Now, if food inflation continues to be on the higher side and that forms almost about 48 to 49 percent within the CPI, I would hesitate to say that in the very near term inflation expectations would be weakening significantly. That itself could be a deterrent in terms of the RBI, in terms of its monetary policy decision.
The other key factor could actually be the difference between the way the currency overall hits the WPI or the CPI. The hit on the WPI would actually be relatively higher than on the CPI and during the month in which the data has come out, we had been noting a bit of positive movement in the currency. That could be another factor why the WPI had been going down and that’s why the manufactured number had been on the slightly lower side. Q: Would you therefore expect the Reserve Bank to give out a no event policy on December 18 or could they be impressed enough to continue with their cash reserve ratio (CRR) cut? Pan: I think the CRR cut is possibly what we would be looking at. We are definitely not looking at an immediate reaction out of these inflation numbers in terms of a repo rate cut by the RBI. There could be a CRR cut because we are in the advance tax season and compared to the Liquidity Adjustment Facility (LAF) at this point in time, it can actually tighten to about Rs 1 to 1.10 lakh crore.

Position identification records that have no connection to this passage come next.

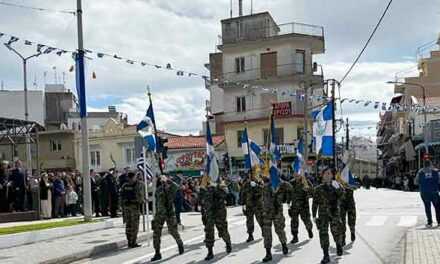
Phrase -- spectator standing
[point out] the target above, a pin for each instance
(428, 180)
(45, 197)
(59, 194)
(71, 200)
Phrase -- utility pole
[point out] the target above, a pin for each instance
(26, 104)
(81, 83)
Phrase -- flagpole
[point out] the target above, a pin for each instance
(158, 154)
(147, 203)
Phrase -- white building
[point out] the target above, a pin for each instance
(259, 65)
(12, 105)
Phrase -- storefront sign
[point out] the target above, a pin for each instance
(283, 109)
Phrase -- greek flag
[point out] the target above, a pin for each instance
(140, 166)
(299, 159)
(276, 156)
(146, 129)
(323, 130)
(212, 169)
(251, 151)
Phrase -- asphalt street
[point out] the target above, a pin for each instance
(384, 216)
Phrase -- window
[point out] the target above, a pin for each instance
(55, 145)
(239, 135)
(239, 65)
(129, 155)
(279, 136)
(95, 159)
(300, 61)
(241, 103)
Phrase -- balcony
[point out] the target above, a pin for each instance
(248, 32)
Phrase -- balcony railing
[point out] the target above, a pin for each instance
(236, 34)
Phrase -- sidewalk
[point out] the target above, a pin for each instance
(421, 246)
(74, 248)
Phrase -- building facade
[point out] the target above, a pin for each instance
(263, 67)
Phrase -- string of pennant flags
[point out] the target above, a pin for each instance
(47, 49)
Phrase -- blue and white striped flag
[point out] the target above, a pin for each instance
(251, 151)
(146, 129)
(323, 130)
(140, 166)
(276, 156)
(212, 169)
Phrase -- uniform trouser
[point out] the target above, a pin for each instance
(279, 223)
(157, 225)
(433, 198)
(250, 213)
(131, 223)
(323, 224)
(304, 213)
(218, 220)
(348, 212)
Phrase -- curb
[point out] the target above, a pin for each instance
(97, 250)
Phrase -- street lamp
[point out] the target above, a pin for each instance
(424, 108)
(26, 107)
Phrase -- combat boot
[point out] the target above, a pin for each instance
(310, 233)
(339, 250)
(228, 247)
(326, 258)
(210, 254)
(285, 248)
(268, 256)
(157, 256)
(294, 239)
(181, 249)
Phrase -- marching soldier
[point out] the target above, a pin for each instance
(165, 194)
(326, 200)
(132, 198)
(273, 214)
(215, 214)
(252, 194)
(348, 210)
(300, 193)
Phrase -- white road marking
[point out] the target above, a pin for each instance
(377, 220)
(407, 221)
(186, 242)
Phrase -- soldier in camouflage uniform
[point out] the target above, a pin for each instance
(165, 195)
(299, 196)
(348, 210)
(132, 198)
(326, 200)
(273, 214)
(214, 204)
(251, 195)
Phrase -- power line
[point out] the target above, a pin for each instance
(368, 41)
(37, 8)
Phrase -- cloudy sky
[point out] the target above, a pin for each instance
(183, 33)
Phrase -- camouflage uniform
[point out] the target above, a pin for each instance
(132, 197)
(273, 213)
(252, 199)
(326, 200)
(348, 209)
(214, 203)
(165, 194)
(299, 205)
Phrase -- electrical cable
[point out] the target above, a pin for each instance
(37, 8)
(368, 42)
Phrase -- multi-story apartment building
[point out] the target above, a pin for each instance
(261, 65)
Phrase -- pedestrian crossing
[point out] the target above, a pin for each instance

In terms of the inflation number, I would be noting the wedge between the CPI and the WPI and the very fact that the CPI actually has a much larger share in it. Q: What are you expecting from the RBI on December 18? Sanyal: There had been many encouraging pieces of information in this particular print, especially if we see the core inflation number. If it starts softening at that pace, it is also very encouraging. But at the same time, if you see the stance of the Reserve Bank, they try to be very conservative on this particular aspect. They don’t think they have yet gained control over inflation expectation and they seem to be very conservative on that. The central bank will possibly like to delay the rate cut decision as much as they can.
My sense is that we will wait for one more inflation print before they actually move. At the same time, they are pretty proactive at this moment to provide support on the liquidity side and we also do maintain a view of 25 basis point CRR cut in this particular policy. Rate cut is a story of 2013 and we do actually factor in quite a significant rate cut of 100 basis points by the first half of 2013.